This paradox has led some AI scholars to ask an unsettling question: can AI generate a new kind of automated bias, one different from but no less dangerous than human bias? 

Musk has tried to address these concerns by insisting that the system is constantly learning and self-correcting. But the fundamental question remains: who teaches the teacher?

The absence of individual responsibility

Intellectually, Grokipedia represents a shift from an 'encyclopaedia of knowledge' to an 'encyclopaedia of consciousness'. It does not simply store information but attempts to understand how beliefs are formed. 

Perhaps the most troubling aspect of Grokipedia's philosophy is the absence of individual responsibility. Wikipedia shows who edited an article, who reviewed it, and who rejected certain changes. In Grokipedia, however, AI makes these decisions based on hidden criteria. 

Neutrality here is not the result of human discussion but of closed calculations that cannot be questioned.

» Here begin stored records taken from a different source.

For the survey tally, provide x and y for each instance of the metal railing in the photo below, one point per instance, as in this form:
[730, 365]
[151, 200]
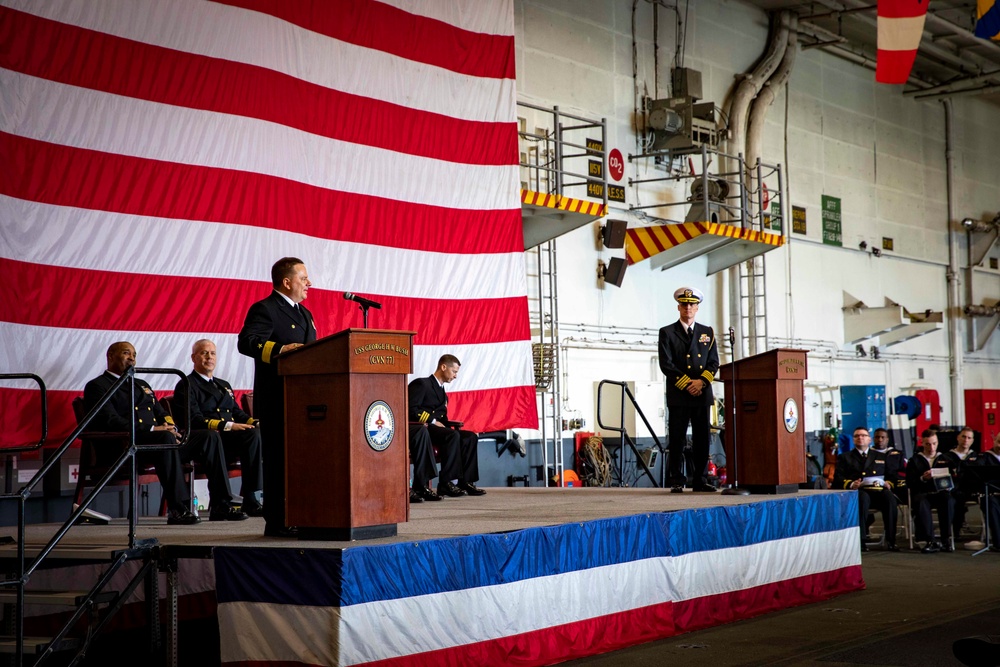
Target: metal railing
[559, 144]
[128, 457]
[746, 198]
[623, 432]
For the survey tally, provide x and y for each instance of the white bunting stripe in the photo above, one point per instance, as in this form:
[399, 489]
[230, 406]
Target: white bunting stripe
[544, 602]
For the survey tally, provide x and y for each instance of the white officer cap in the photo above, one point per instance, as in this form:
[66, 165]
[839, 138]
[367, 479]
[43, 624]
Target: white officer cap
[688, 295]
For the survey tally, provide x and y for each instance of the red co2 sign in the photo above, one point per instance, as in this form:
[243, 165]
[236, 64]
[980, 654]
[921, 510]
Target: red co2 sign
[616, 164]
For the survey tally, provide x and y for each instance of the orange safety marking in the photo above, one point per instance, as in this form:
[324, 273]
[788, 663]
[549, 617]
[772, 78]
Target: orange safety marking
[644, 242]
[562, 203]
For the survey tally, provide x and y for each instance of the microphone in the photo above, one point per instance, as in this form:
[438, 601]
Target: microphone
[366, 303]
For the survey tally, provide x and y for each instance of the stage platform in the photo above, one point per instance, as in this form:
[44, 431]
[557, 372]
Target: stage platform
[519, 576]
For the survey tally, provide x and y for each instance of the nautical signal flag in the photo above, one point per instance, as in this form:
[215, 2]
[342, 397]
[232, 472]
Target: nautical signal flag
[988, 19]
[900, 27]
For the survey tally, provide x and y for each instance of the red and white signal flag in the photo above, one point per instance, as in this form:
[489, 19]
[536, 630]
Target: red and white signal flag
[900, 27]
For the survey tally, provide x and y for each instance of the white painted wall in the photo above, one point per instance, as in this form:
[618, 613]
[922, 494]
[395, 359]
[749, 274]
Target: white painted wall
[838, 133]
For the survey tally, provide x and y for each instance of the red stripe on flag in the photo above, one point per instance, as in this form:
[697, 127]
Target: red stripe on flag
[385, 28]
[615, 631]
[50, 50]
[900, 9]
[78, 299]
[894, 66]
[81, 178]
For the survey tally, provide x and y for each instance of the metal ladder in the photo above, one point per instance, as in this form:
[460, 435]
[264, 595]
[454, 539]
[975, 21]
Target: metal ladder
[753, 306]
[541, 266]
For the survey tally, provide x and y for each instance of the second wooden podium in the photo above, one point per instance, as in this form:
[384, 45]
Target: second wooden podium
[765, 436]
[346, 434]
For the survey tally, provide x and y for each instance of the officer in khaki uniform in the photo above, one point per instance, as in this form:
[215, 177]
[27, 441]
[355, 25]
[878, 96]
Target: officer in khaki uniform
[689, 358]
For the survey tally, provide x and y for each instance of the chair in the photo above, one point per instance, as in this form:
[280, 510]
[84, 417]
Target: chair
[97, 451]
[246, 402]
[233, 468]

As one expert put it: "In Wikipedia you can disagree with a person, but in Grokipedia you disagree with a machine that does not respond."

AFP
Elon Musk and the "X" logo.

Musk has often clashed with the West's media. He accuses it of institutional bias against freedom of expression. In Grokipedia, he appears to be trying to create a platform that bypasses journalists, editors, and the traditional ways of marshalling knowledge. 

Through it, Musk is positioning himself as the chief editor of the AI age. Rather than a writer or observer, he is more the architect of a new way of producing knowledge. In this, he is challenging not only Wikipedia but the broader cultural foundation of Western modernity, where, for now, humans, not algorithms, have the final say.

Musk's ambition is a step towards rethinking humanity's relationship with knowledge. It opens the door to a new phase of engineered consciousness. Grokipedia aims to structure meaning and memory.

If this pattern continues, the future may bring a troubling equation in which beliefs are shaped not in universities or newsrooms, but in the research labs of powerful corporations that control algorithms.